Il s’était imaginé un lieu de pénombre et de fumée douce-amère, trouées çà et là par la clarté des chandelles, tout plein de bocaux et de fioles aux contenus mystérieux — poudres, potions et philtres —, la plupart sous une épaisse couche de poussière, voire enveloppés dans des toiles d’araignées. Il s’était attendu à une silhouette encapuchonnée tapie au fond de cet antre, à un personnage dont il lui fallût éventuellement se méfier. Or les gens qu’il voyait évoluer derrière la transparence de ces murs de verre ne semblaient pas se comporter différemment que dans n’importe quel magasin, et il crut qu’il s’agissait d’une illusion.

En fait, ils étaient bien réels.

Pendant un moment donc, le Pistolero ne fit que se tenir dans l’embrasure de la porte, surpris d’abord, puis franchement ironique. Il était là dans un monde qui, presque à chaque pas, le frappait d’étonnement, dans un monde où les diligences empruntaient la voie des airs, où le papier ne semblait pas avoir plus de valeur que le sable. Et la toute dernière merveille qu’il découvrait était que dans ce monde les gens avaient tout simplement cessé d’être sensibles au merveilleux : au sein de tels miracles, il ne voyait que des visages mornes et des corps pesants.

Il y avait là des milliers de fioles contenant des potions et des philtres que la Mortcyclopédie considérait en général comme du pipeau. Ici, c’était une panacée censée restaurer votre crâne chauve dans sa pilosité d’origine mais qui le laissait désespérément lisse, là une crème qui, promettant de vous gommer ces vilaines taches sur les bras et sur les mains, mentait honteusement. Et puis là, des remèdes pour ce qui n’en requérait d’aucune sorte : bloquant ou relâchant vos intestins, vous donnant des dents blanches ou des cheveux noirs, ou encore meilleure haleine comme si le même résultat ne pouvait être obtenu en mâchant de l’écorce d’aulne. Nulle magie en ces lieux, rien que du trivial — bien qu’il s’y trouvât de l’astine et quelques autres médicaments dont le nom semblait être un gage d’efficacité. Roland, dans l’ensemble, en était effaré. Fallait-il s’étonner que la magie ait déserté ces lieux qui, promettant l’alchimie, s’occupaient avant tout de parfums ?

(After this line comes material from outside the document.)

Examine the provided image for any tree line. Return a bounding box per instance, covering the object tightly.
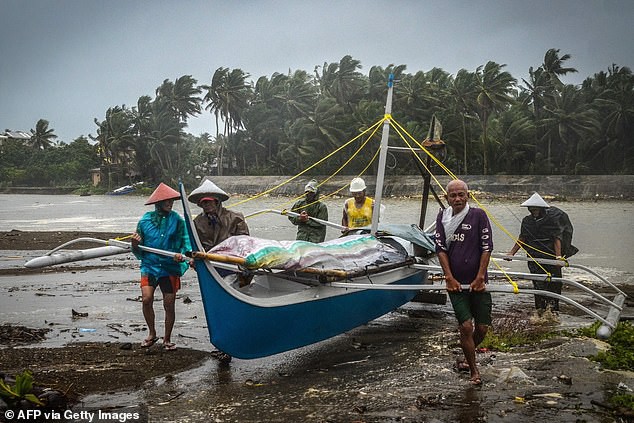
[0,49,634,190]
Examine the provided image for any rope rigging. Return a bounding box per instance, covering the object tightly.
[215,109,568,293]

Mais un nouveau recours à la Mortcyclopédie lui apprit que la vérité de cet endroit n’était pas tout entière dans ce qu’il en voyait. Les potions réellement efficaces y étaient tenues à l’abri des regards, et donc des convoitises. On ne pouvait les obtenir que sur autorisation d’un sorcier, lesquels, en ce monde, se nommaient DOCKTEURS et consignaient leurs formules magiques sur des feuilles de papier portant le nom d’ORDOS, termes l’un comme l’autre inconnus du Pistolero. Il aurait pu s’informer plus avant mais c’était sans importance. Il en savait assez pour ce qu’il avait à faire, et un bref coup d’œil dans la Mortcyclopédie le renseigna sur l’endroit précis du magasin où il pouvait trouver ce qu’il cherchait.